09 September 2009

Link Sausage Number Nine

Reality intruded on my plans to start dumping immediately on the GBS settlement again (besides, I'm digesting the last-minute objections), so here are some tasty link sausages to keep you, umm, entertained in the meantime...

  • Fanboys everywhere had mixed news yesterday. On the one hand, the Tolkein estate settled its long-running battle with Warner over money from the immensely successful Lord of the Rings films, clearing the way for The Hobbit to continue preproduction. On the other hand, the creator of the Halo games was swallowed by another bigger fish in the entertainment industry: Disney. The elder remora (a Halo fanatic) was appalled by that, although he allowed that a possible authorized overlay (WAD, in Doom terms) of Cinderella might make it worthwhile.

    All of which leads to this question: What part of "Every contract, combination in the form of trust or otherwise, or conspiracy, in restraint of trade or commerce among the several States, or with foreign nations, is declared to be illegal" is so hard to understand?

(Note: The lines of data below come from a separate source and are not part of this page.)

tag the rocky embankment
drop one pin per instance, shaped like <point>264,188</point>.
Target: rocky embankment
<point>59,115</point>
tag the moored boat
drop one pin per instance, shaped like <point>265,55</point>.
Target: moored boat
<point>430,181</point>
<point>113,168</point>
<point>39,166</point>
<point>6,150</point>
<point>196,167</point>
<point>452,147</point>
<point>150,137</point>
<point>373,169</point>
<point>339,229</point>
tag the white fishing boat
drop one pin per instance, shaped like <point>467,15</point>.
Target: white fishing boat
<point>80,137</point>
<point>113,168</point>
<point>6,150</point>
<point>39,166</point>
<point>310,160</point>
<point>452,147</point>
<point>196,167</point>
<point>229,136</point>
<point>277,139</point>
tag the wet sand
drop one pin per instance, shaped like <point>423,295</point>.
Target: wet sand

  • At GalleyCat, there's a piece on book embargoes that references a publicist's self-aggrandizing excuses for the embargo system. The real problem with book embargoes, though, is that they are relics of the production and distribution system (and calendar) of the 1950s, and haven't been rethought since. But then, that would require publishers (and film and music distributors) to pay attention and adapt to their changing environment instead of imposing their "traditional" practices upon it... which isn't going to happen any time soon.
  • Charlie Stross muses on the value of goodwill, with some nods toward IP valuation by companies. It's worth thinking about, particularly in regard to Annie Leibovitz's difficulties.
  • And, remaining in theoryland for the moment, Professor Patry (at his new blawg) muses on the relationship between property and property rights, and how that in turn relates to copyright. I would step back one level of abstraction farther, and ask why property and property rights are the dominant memes in the first place. There's a simple and snide answer that has more than a bit of truth to it, but may represent a "least of all the evils" situation: The rise of "law" and the fall of "equity" in the mechanisms society has to resolve disputes short of bloodshed. When the means to resolve disputes (over, say, the right to use a poem) almost always come down to an exchange of money, instead of any result based on "equity" (e.g., a court ordering that the poet grant a license to a reuser, while the reuser must not only acknowledge the poem's source and pay the license fee but must also provide a direct link back to the poet's preferred text, which differs slightly from the version that was published in The New Yawkah a few years back), everything begins to look like "property" and "property rights." This is also consistent with the broad scope of standing theory in other legal contexts. So, Professor, I think the distinction you discuss does matter... but for much broader reasons than the distinction itself.